Management expects the EBITDA margin to be sequentially lower in 4Q20, though still higher than in 4Q19. It plans to ease cost controls, likely resulting in slightly higher manufacturing expenses.
The stock does not pay a dividend.
MANAGEMENT & RISKS
Integra faces risks from the integration of acquired businesses and from disruptions to its manufacturing processes as it upgrades functionality and expands capacity. Given the impact of the pandemic on hospital procedures, Integra faces the risks of adjusting costs to reduced sales volume. At the same time, it must minimize disruptions to its manufacturing facilities and supply chain. The company also faces pricing pressure as hospitals seek to lower the cost of supplies, equipment and implants. Insurers may also seek to reduce reimbursement for certain surgical procedures.
Based in Plainsboro, New Jersey, Integra is an integrated medical device company that develops and markets devices for use in neurosurgery, wound repair, and the orthopedic reconstruction of joints in extremities such as shoulders, wrists, ankles and feet. The company’s products are used in cranial and spinal procedures, peripheral nerve repair, repair of skin and deeper tissue from burns and vehicular accidents, and the repair and reconstruction of soft tissue.

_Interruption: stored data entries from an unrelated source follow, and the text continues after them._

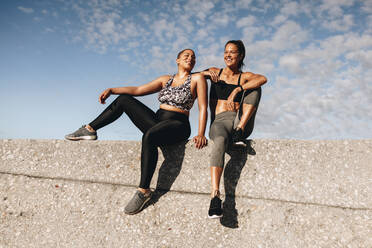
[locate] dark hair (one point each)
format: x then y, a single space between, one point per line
241 50
179 54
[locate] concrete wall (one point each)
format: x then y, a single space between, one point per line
277 193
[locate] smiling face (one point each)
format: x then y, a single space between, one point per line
231 55
186 59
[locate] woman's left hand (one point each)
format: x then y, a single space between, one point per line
230 101
200 141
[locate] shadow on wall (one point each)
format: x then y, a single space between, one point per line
232 173
172 165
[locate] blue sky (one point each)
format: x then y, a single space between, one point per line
57 56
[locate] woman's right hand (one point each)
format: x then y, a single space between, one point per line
104 95
213 75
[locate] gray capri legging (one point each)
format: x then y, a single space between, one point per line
222 126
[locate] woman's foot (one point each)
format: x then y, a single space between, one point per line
82 134
215 210
138 201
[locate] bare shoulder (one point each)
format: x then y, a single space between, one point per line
248 74
163 79
215 69
197 77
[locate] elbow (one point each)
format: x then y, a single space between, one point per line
263 80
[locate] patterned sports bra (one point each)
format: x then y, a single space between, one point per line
179 96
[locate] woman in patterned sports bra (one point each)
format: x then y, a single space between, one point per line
227 85
169 125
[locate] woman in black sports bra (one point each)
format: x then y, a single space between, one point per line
227 86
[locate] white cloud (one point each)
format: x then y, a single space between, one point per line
344 23
334 7
26 10
292 63
246 21
243 4
367 6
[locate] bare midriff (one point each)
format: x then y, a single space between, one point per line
175 109
222 106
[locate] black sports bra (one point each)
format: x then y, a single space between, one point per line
222 90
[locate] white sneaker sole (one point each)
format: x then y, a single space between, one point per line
140 209
240 143
214 216
89 137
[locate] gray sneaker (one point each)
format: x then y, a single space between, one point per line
137 202
82 134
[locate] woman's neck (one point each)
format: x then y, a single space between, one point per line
182 73
232 70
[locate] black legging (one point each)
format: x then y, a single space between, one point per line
160 128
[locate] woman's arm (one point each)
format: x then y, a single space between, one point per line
201 90
211 73
250 81
146 89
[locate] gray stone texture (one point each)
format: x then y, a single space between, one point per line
277 193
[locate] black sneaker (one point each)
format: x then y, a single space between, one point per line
82 134
215 210
238 138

The company also markets products through private-label relationships with larger medical device companies.
IART trades at 18.9-times our 2021 EPS estimate, near the average of 19.0 for peers in our med-tech coverage universe. We believe this is an attractive valuation. As one of the smaller med-tech companies by market cap in our coverage universe, Integra is able to ‘move the needle’ on revenue and EPS growth through tuck-in M&A deals.
On December 10, BUY-rated IART closed at $58.96, up $2.54.